Shortly after the initial surgery, a second-look radical retroperitoneal lymphadenectomy was performed and could exclude lymph node metastases. Mitotane treatment was started postoperatively. Four months after surgery, there was no evidence of remaining ACC on 18F-FDG PET/CT. Due to side effects including fatigue, confusion, tremor, and impaired vision mitotane was discontinued after six months. One year after diagnosis, PET/CT showed local recurrence and metastases in both lungs as well as mediastinal and hilar lymph node metastases. Therefore, chemotherapy with EDP was started. After six cycles of EDP (the last three of which combined with mitotane, EDP-M), restaging demonstrated a good response to treatment with significant regression of tumor burden. Mitotane monotherapy was continued but after three months, marked progression was observed. Severe polyneuropathy precluded a rechallenge with EDP, so the patient received streptozotocin instead.
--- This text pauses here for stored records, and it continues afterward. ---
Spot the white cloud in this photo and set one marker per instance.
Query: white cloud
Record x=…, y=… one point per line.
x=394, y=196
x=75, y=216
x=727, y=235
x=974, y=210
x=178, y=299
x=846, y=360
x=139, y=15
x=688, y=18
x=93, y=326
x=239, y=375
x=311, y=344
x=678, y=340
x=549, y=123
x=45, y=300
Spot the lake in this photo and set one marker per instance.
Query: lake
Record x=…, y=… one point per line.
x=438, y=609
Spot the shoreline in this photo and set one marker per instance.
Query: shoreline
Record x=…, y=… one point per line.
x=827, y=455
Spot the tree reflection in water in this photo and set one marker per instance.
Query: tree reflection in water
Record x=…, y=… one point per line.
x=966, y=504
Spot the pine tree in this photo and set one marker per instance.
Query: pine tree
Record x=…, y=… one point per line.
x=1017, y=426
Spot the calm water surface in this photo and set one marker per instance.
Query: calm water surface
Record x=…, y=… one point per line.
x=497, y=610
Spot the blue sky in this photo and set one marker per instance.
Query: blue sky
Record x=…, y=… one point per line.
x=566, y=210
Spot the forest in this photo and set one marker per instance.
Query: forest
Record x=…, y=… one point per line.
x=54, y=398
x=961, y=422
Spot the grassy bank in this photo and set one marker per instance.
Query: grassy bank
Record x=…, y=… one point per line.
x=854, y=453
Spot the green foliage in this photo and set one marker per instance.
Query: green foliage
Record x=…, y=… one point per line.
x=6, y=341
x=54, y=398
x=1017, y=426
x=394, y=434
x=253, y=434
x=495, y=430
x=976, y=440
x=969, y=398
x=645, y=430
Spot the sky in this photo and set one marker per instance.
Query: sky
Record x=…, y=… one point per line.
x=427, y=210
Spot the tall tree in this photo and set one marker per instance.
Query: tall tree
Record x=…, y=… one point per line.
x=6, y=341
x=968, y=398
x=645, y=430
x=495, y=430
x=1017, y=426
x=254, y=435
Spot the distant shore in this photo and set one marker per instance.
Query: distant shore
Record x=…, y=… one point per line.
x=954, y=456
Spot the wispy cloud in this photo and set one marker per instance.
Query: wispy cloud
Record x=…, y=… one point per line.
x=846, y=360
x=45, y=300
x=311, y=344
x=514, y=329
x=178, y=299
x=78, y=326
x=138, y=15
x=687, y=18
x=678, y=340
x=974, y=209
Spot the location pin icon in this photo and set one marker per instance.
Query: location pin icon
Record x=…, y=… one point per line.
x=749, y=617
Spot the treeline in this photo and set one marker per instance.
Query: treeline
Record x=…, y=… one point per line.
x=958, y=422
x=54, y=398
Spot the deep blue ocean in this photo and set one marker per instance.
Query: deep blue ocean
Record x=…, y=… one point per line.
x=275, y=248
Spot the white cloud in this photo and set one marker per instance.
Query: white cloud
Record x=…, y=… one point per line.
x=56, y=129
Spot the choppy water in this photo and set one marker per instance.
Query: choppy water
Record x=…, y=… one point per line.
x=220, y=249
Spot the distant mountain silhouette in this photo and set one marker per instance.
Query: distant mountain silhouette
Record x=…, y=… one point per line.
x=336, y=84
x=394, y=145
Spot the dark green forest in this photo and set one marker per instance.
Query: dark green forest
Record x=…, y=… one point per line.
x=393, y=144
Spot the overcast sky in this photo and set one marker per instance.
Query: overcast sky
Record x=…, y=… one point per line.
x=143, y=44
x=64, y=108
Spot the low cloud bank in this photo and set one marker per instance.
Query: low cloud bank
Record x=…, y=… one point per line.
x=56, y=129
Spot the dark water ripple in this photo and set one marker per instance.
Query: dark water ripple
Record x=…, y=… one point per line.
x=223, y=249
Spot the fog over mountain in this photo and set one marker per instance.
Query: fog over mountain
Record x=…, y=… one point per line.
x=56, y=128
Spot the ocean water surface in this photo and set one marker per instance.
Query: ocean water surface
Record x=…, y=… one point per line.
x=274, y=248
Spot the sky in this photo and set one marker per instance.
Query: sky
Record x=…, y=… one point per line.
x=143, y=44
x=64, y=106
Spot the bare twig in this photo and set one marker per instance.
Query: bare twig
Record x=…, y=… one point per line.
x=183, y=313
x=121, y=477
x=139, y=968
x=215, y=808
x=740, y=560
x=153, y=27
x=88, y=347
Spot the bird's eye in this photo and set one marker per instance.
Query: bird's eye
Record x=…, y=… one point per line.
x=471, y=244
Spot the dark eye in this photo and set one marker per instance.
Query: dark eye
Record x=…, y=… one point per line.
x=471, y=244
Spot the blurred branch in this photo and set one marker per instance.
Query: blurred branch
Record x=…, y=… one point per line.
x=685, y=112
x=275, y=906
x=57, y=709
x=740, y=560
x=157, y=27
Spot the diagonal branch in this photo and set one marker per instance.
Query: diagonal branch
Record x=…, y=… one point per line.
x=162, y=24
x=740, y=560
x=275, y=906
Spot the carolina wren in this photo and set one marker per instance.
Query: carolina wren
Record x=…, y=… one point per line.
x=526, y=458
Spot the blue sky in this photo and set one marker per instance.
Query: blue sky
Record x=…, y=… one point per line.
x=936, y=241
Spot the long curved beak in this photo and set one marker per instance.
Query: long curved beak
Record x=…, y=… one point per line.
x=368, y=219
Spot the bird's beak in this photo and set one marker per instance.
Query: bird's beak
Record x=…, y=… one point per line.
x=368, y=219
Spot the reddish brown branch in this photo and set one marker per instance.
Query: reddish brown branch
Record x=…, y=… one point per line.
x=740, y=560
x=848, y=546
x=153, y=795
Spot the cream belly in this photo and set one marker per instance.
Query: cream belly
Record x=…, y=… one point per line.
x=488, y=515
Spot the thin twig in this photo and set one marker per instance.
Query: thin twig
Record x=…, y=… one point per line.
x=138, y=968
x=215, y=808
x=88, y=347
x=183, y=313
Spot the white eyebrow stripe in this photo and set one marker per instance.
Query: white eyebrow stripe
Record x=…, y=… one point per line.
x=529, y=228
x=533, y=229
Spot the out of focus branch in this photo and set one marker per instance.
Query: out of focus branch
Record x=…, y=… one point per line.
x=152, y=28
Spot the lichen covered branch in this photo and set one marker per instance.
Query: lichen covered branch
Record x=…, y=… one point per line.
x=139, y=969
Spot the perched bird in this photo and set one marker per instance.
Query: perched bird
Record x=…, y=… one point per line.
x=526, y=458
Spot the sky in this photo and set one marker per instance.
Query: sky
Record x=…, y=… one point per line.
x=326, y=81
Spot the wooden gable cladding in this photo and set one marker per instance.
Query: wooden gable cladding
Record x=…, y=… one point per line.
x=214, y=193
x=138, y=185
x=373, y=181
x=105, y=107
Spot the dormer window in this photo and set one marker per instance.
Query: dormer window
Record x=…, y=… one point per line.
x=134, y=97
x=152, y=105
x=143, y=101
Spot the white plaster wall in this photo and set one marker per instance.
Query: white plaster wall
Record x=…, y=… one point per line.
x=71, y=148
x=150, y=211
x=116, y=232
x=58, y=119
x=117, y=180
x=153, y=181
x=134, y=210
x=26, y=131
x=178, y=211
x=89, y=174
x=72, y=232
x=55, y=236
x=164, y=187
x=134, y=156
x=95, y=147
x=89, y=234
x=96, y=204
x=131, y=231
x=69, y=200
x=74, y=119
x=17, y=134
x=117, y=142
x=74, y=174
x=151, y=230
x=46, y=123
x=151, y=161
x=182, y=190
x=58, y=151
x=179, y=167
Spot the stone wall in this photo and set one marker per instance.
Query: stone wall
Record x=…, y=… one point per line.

After the first cycle of streptozotocin, moderately hypofractionated intensity modulated radiotherapy of the local recurrence with 5×3 Gy per week to a total dose of 42 Gy using 6 MV photons was performed. The same radiation regimen was applied to the mediastinal lymph node metastases.
Under therapy with streptozotocin, progressive disease was evident with progression of pulmonary metastases and a new metastasis adjacent to the left kidney. The irradiated local recurrence only showed slight regression while the mediastinal lymph nodes responded well to radiation therapy. The decision was made to perform video assisted thoracoscopic surgery on one of the pulmonary metastases to obtain material for molecular analysis of the tumor. Mitotane was discontinued and EDP restarted again after improvement of polyneuropathy.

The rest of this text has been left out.